As acting coordinator, Officer Pavlick shared concerns over this suggestion, saying there are salary and hours guidelines in the county grant Howell receives that funds the alliance.
“What I understand is that the salary provided through the grant is $37,000. That’s how much money has been given to the township in the salary.” said Pavlick.
Pavlick also said the grant has specific guidelines on the amount of hours the coordinator needs to spend on four federally funded programs, including Howell Day and the Heroes & Cool Kids mentoring program.

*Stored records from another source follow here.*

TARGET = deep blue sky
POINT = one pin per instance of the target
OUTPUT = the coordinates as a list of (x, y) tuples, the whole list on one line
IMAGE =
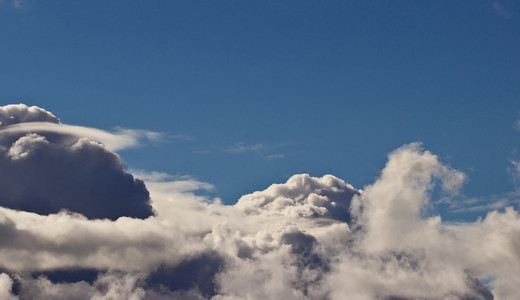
[(267, 89)]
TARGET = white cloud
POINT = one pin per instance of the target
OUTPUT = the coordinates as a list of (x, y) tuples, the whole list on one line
[(308, 238)]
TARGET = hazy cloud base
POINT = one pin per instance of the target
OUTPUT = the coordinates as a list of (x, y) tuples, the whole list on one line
[(308, 238)]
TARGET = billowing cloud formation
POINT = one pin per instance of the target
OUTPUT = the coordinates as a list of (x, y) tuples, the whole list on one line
[(308, 238), (46, 167)]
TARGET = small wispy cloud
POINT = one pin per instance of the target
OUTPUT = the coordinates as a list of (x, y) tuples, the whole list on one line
[(242, 147), (501, 10), (517, 125)]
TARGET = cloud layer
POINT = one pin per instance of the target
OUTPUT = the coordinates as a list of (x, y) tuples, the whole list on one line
[(308, 238), (47, 166)]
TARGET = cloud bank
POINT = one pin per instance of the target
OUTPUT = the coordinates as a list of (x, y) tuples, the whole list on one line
[(308, 238)]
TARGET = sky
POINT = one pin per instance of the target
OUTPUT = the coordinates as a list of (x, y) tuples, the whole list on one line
[(263, 134)]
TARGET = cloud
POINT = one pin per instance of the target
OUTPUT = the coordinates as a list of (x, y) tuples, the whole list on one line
[(307, 238), (47, 166), (242, 147)]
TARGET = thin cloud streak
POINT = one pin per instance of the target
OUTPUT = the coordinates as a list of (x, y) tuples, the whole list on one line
[(119, 140)]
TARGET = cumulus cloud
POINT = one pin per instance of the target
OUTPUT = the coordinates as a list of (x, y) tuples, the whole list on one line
[(307, 238), (47, 166)]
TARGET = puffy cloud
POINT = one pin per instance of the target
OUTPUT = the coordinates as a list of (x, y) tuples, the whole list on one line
[(21, 113), (47, 167), (302, 196), (307, 238)]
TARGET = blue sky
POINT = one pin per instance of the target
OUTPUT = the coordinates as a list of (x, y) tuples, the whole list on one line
[(251, 92)]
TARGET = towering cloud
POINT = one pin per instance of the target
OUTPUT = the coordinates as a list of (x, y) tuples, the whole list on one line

This adds up to a total of 873 hours—15 hours a week—that the coordinator needs to spend on those four programs, in order to receive the grant. Pavlick said that means 15 out of the coordinator’s proposed 29 hours are already dedicated.
These are just four programs out of nearly a dozen others that are run primarily by volunteers said, Pavlick, who has also served as an alliance volunteer. He said he worries there won’t be enough time to run everything else.
“I understand budget time is important and that it’s important to save money, but in light of the heroin epidemic that there is in this state, and the fact that Governor Christie has dedicated his entire year toward it, how do we go backwards? Because that’s what this is,” said Pavlick.
The board unanimously agreed to keep a coordinator on board, but despite Officer Pavlick’s concerns, pushed for a part-time employee based on its success in neighboring towns.
“I don’t see what difference a few hours a week would make, because we’re not talking about half time,” said Councilwoman Pauline Smith. “It takes hands and bodies. One person, a few more hours isn’t going to make up for what all those volunteers do.”
According to township Chief Financial Officer Louis Palazzo, Howell receives a grant from the county of $45,310 to fund the Municipal Alliance. That money is then cash matched by the township at 25 percent.
There is also a separate cost center within the municipal budget that last year made up for the portion of Hoffman’s salary that was not covered by the grant.
Mayor Berger asked to see a description of the four federally funded programs, as well as a copy of the grant.
Councilman Robert Walsh said there are still a lot of options on the table, including hiring two part-time coordinators at $25,000 a year. That would provide the alliance with more man hours while using less taxpayer money.
“I think there are a lot of talented, talented people out there that would relish the opportunity to have a part-time job like that for $25,000 a year, and that would be a tremendous asset both financially and for the effectiveness in our alliance organization.” said Walsh.